Protein network signals found to drive myeloid leukemias
Researchers have uncovered how mutations in a protein network drive several high-risk leukemias, offering new prospects for novel therapies. An existing drug might be repurposed to treat these leukemias, and the new understanding of the molecular mechanisms at work may offer clues to other drugs yet to be developed.
A team led by Wei Tong, PhD, a hematology researcher at hildren's Hospital of Philadelphia (CHOP), reveals how mutated proteins cause several types of leukemia, particularly chronic myelomonocytic leukemia (CMML) and juvenile myelomonocytic leukemia (JMML), both of which tend to have a poor prognosis as they progress to acute myeloid leukemia (AML). "These leukemias currently have few treatment options, so identifying the causative gene networks may lead to more effective targeted treatments," said Tong.
The study team investigated a well-known kinase, or signaling protein, called JAK2, which plays a key role in the development of blood-forming cells in bone marrow. If something disrupts the normal regulation of JAK2 activity, JAK2 triggers the uncontrolled growth of marrow cells that give rise to a myeloid leukemia. Until now, the molecular events that regulate JAK2 were poorly established.
Based on studies in animals and in primary human leukemia cells, Tong and colleagues now report that mutations in either of two proteins, CBL and LNK/SH2B3, form a complex with JAK2 to disrupt JAK2 regulation and cause leukemia.

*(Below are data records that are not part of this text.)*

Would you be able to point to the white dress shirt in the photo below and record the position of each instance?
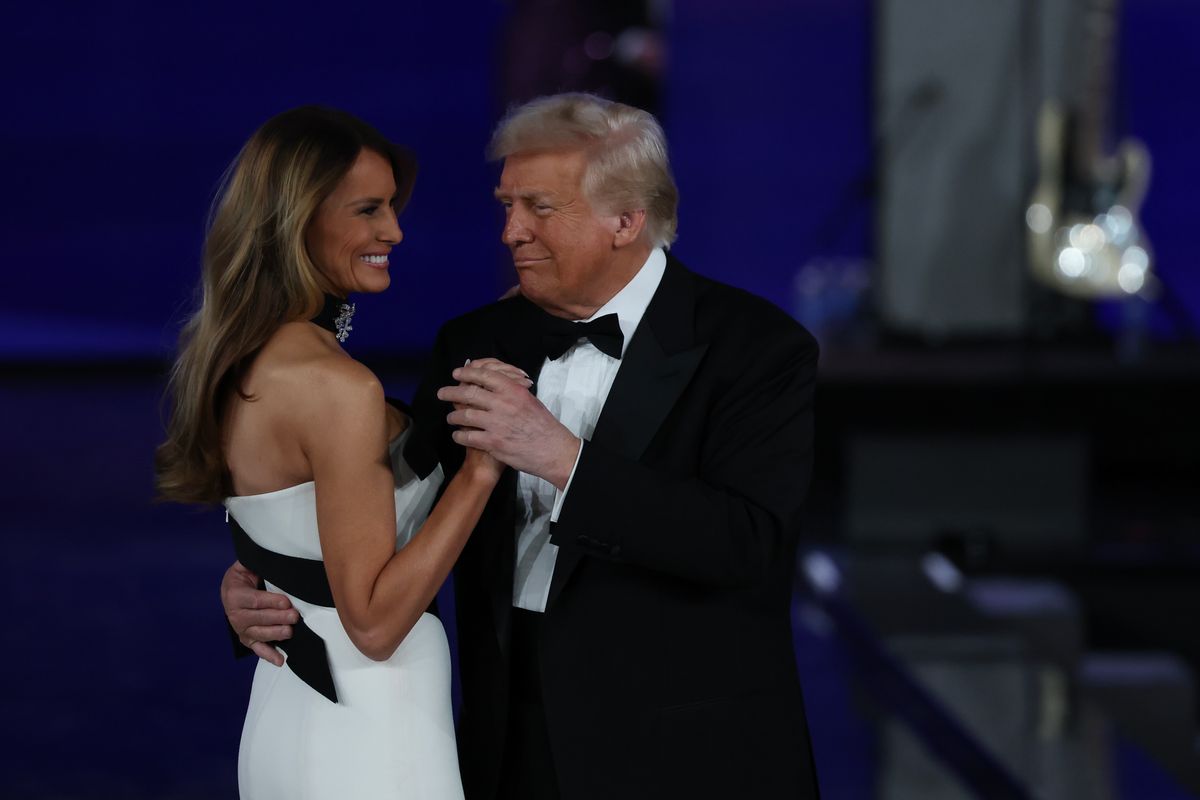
(574, 388)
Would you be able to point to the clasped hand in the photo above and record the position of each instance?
(495, 410)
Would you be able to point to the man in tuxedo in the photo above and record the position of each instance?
(623, 605)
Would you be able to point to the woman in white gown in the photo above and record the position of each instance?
(274, 417)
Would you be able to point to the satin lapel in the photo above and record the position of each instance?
(519, 343)
(655, 370)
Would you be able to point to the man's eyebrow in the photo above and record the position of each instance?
(528, 194)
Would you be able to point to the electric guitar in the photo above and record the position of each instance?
(1085, 238)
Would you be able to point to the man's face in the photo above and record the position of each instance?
(562, 246)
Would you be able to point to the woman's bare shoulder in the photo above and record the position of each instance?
(300, 368)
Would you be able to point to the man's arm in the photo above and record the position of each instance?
(727, 523)
(256, 617)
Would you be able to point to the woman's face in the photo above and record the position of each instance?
(355, 228)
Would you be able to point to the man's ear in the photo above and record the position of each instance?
(630, 226)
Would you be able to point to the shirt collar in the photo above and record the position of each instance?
(635, 296)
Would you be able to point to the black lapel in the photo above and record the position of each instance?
(517, 341)
(657, 367)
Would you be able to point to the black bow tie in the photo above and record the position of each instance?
(559, 335)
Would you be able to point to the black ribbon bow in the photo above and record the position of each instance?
(559, 335)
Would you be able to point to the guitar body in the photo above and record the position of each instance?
(1085, 238)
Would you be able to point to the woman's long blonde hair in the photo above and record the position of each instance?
(256, 276)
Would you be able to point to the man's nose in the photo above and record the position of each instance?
(515, 230)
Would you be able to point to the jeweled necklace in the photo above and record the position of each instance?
(335, 317)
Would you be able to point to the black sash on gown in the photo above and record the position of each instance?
(304, 578)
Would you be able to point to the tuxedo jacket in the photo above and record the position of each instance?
(667, 666)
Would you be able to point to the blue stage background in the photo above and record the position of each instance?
(121, 118)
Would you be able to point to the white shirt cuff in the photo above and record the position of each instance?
(562, 495)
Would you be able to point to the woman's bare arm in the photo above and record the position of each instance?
(379, 593)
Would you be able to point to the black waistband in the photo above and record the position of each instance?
(304, 578)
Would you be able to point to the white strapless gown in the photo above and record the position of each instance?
(390, 735)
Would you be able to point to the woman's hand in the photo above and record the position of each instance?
(479, 462)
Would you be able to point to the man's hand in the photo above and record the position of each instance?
(257, 617)
(498, 414)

"This research has major implications for leukemia patients," said Tong. "A drug called ruxolitinib inhibits JAK2 and is already approved by the Food and Drug Administration. Our studies in cells from leukemia patients strongly suggest that patients with mutations in any of the three proteins could benefit from ruxolitinib." She added that clinical research should test whether this drug can benefit patients with CMML and JMML, as well as AML patients who have CBL mutations.
In addition to the potential benefits of ruxolitinib, Tong said, the team's findings may lead researchers to develop novel leukemia drugs aimed at mutations in any of the three proteins in a precision medicine approach. "As we continue to discover that specific mutations may cause subtypes of cancer, learning the underlying molecular mechanisms provides opportunities to develop targeted treatments."
The research appeared online June 13 in Genes and Development.